Some compute will occur on the edge devices themselves (where milliseconds matter even more) and placing processing power and intelligence near those “device events” on the edge of the network is the answer. We might even suggest that poor old embedded computing has just got a whole lot sexier and more fashionable.

“The future telecoms network will be architected to be hybrid (edge and datacentre compute and analytics) by design,” said Cascallares. “One of the factors driving this reality is the fact that we will see model training and data aggregation carried out at the backend in the datacentre in one central location, but mission-critical milliseconds matter decisions will need to be executed on the device. Agentic AI will play an important role here i.e. where decisions need to be made at a speed too fast for human intervention, the systems that make them will be under intense scrutiny.”

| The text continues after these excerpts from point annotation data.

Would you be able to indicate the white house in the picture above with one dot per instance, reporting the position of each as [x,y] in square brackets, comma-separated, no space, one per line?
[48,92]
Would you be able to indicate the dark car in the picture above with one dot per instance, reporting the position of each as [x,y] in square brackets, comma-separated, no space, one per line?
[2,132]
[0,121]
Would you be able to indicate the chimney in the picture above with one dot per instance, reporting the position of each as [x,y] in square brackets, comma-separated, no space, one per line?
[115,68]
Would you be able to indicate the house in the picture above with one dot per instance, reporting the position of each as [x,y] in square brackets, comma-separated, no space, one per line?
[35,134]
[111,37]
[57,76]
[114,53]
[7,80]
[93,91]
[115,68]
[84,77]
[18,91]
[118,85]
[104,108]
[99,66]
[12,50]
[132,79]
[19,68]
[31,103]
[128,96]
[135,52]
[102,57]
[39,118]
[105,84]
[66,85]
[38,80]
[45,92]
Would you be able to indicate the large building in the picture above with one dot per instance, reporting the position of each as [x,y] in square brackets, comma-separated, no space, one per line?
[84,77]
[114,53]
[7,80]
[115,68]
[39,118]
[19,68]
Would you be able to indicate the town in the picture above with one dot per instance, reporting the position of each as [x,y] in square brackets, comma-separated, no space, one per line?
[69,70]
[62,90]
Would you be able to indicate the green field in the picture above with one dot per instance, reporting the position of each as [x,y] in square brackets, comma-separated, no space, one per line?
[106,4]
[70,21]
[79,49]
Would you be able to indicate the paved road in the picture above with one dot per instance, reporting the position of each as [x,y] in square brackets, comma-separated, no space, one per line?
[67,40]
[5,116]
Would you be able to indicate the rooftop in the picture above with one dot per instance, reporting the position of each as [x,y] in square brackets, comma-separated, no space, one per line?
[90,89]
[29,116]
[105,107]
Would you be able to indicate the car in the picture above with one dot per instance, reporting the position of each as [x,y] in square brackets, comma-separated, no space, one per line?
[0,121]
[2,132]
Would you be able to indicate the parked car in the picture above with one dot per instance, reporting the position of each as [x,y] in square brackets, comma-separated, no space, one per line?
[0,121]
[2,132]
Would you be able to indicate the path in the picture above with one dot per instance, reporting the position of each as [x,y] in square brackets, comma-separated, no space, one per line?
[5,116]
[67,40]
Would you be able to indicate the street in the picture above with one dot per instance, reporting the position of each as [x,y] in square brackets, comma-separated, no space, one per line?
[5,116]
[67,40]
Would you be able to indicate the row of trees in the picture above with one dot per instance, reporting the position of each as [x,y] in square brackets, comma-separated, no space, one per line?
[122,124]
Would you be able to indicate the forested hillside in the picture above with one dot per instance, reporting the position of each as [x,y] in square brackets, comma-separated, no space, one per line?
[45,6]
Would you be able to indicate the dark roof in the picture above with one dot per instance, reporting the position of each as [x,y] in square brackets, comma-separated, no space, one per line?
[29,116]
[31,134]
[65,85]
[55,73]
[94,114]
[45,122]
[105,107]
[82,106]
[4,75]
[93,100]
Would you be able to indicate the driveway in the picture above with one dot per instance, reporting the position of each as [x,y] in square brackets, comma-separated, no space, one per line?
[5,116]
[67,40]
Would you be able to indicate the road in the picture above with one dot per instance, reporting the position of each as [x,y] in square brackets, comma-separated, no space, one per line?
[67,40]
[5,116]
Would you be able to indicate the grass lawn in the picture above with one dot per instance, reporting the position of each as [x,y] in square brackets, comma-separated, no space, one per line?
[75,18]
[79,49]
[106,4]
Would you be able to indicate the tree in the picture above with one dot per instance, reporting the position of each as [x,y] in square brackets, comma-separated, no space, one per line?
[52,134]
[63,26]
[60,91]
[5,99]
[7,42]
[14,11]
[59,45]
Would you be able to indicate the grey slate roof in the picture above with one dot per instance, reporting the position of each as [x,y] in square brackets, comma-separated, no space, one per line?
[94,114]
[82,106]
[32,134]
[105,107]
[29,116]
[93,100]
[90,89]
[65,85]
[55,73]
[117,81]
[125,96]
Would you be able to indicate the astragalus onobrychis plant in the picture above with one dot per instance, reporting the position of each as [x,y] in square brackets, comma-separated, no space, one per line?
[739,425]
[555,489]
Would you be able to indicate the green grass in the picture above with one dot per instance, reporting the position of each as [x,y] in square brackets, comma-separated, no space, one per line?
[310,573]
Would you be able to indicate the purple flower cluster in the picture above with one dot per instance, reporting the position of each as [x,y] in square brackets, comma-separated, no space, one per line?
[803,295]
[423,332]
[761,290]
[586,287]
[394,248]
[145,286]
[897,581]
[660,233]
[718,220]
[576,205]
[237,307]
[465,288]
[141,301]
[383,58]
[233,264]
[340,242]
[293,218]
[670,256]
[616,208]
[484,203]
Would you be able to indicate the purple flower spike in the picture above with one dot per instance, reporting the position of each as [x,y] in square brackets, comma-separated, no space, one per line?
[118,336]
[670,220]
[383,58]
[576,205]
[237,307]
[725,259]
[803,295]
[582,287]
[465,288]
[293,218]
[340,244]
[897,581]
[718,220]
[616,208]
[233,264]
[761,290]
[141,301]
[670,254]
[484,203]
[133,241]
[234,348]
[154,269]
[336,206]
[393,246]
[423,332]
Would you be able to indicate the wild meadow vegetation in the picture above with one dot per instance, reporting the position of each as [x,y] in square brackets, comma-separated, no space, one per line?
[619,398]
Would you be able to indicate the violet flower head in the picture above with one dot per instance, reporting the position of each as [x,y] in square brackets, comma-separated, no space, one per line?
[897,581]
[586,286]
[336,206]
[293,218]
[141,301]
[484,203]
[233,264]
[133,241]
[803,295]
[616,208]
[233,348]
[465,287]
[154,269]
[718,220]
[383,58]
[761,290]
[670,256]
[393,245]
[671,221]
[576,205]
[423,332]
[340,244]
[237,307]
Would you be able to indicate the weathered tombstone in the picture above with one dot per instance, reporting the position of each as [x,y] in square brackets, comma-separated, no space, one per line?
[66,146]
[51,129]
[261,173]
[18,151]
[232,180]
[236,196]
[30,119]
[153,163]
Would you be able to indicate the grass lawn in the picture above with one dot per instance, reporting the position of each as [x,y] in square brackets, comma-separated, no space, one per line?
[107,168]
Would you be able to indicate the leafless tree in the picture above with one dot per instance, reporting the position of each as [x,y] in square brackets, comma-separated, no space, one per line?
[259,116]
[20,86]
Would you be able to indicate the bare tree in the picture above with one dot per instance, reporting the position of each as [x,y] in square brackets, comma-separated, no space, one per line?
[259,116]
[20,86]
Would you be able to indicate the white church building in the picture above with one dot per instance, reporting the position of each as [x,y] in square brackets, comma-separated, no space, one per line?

Looking ahead (and deeper at the same time) Cascallares insists that human-in-the-loop oversight will remain essential, but there’s a subtle shift going on where humans move from concerns over intervention towards managing governance and compliance with a sophisticated, constant flow of data acting as context and evidence for any decisions made.

“Again at MWC, we saw SK Telecom exhibit its ‘AI-native’ infrastructure, using real-time monitoring to manage GPU customers for AI-as-a-Service (AIaaS). This is not hypothetical; it is happening right now… and it is changing the ways in which telecoms providers operate at a foundational level,” concluded Cascallares.

In wrapping up, Cascallares covered some other key food for thought areas to consider.

Many more network connections (and many more API connections therein) create new cyber attack vectors, so we need to think about everything from SIM cloning to deepfake calls designed to trick humans into compromising their identity credentials and more. We can no longer run potential phishing analysis scans at the end of a telecoms billing cycle; everything has to happen in real-time.

Modernising the incumbent stack

But modernisation of the incumbent stack of world telecoms assets will not be simple. Around the world, we know that the plugs, wires, switches (and perhaps the odd token ring adapter) were largely put in place before the rise of AI and agentic services in general.

Dialling into the new reality will take some planning and we need to spend serious time analysing our architectures and look at what needs to be augmented and what needs to be refactored.

In the meantime, hold on please caller.